Gründe für Differenzierung

Unterricht in Jahrgangsklassen kann sich nur am Durchschnitt orientieren. Es ist nahezu unmöglich jedem einzelnen Lernenden bei einer großer Klassenstärke gerecht zu werden. Dieser Grund multipiziert sich in seinen Wirkungen zu weiteren Gründen. Wenn der Unterricht dem einzelnen Lernenden nicht mehr gerecht wird, wird ebenso wenig sein Lerntempo und seine Lernmotivation berücksichtigt. Es stellen sich darauf aufbauend Frustration und Lernmüdigkeit ein und der Unterrichts- und Lernerfolg wird in Frage gestellt. Weiterhin kann im Unterricht, der sich nur am Durchschnitt orientiert, nicht auf individuelle Fähigkeiten und Interessen eingegangen werden, die Lernende abseits der Schule haben und einen Motivationsfaktor darstellen können. Einen weiteren Grund für Differenzierung zeigt sich in der Darbietung verschiedener Gegenstandsbereiche (z.B.: Freizeitgestaltung, Berufs- und Arbeitswelt). Solche Themen sollten grundsätzlich differenziert angeboten werden, da es schlicht unmöglich ist, alle mit allem bekanntzumachen. [2]

Strukturformen der Differenzierung

1. Differenzierung nach Arbeitsweisen

Eine bestimmte Anzahl von Gruppen wird eingeteilt und jede bekommt ein anderes Thema/Aufgaben/Materialien etc. und bearbeitet dies. Danach werden die Ergebnisse vor der Klasse präsentiert. Anschließend geht der Unterricht mit der gesamten Klasse weiter.

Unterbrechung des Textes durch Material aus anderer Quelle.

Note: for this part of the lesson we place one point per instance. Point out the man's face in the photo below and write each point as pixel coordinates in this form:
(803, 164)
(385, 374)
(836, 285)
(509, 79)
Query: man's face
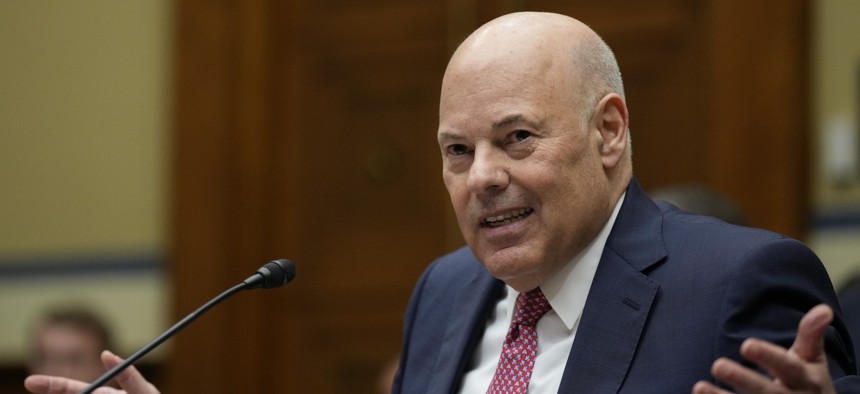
(69, 351)
(522, 167)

2. Differenzierung nach dem stofflichen Umfang

Den Lernenden werden eine Vielzahl von Aufgaben gestellt (z.B. im Rahmen einer Übungsstunde). Diese Aufgaben erledigen sie gewissenhaft und möglichst ohne Fehler. Es kommt dabei nicht auf die Menge an, sondern, dass keine Fehler gemacht werden. Eine weitere Differenzierung nach dem stofflichen Umfang stellt das Erarbeiten eines Themas dar. Ein Teil der Lernenden behandelt das Grundthema, ein weiterer nutzt zusätzliche Arbeitsmaterialien (wie z.B.: Bücher, Videos, …), um sich weiteres Wissen zum Thema anzueignen. Ein weiterer Teil befasst sich in Arbeitsgemeinschaften mit dem Thema und erarbeitet dabei komplexere Sachverhalte. Das Interesse führt dabei zu weiteren Themen und Bereichen.

3. Differenzierung nach Schwierigkeitsgraden

Die Lehrperson erstellt Aufgaben mit unterschiedlichem Schwierigkeitsgrad. Je nach Selbsteinschätzungsvermögen der Lernenden teilt entweder die Lehrkraft den Lernenden eine Aufgabe zu oder die Lernenden wählen selbst aus.

4. Differenzierung aus sozialen Motiven

Bei der Differenzierung aus sozialen Motiven geht es weniger um ein individuelles Lerntempo oder ein ökonomisches Vorgehen, sondern um die Zusammenarbeit untereinander, um ein Hilfsangebot für Schwächere oder um eine vorbereitende Arbeit eines Einzelnen für einen späteren Zeitpunkt im Unterricht.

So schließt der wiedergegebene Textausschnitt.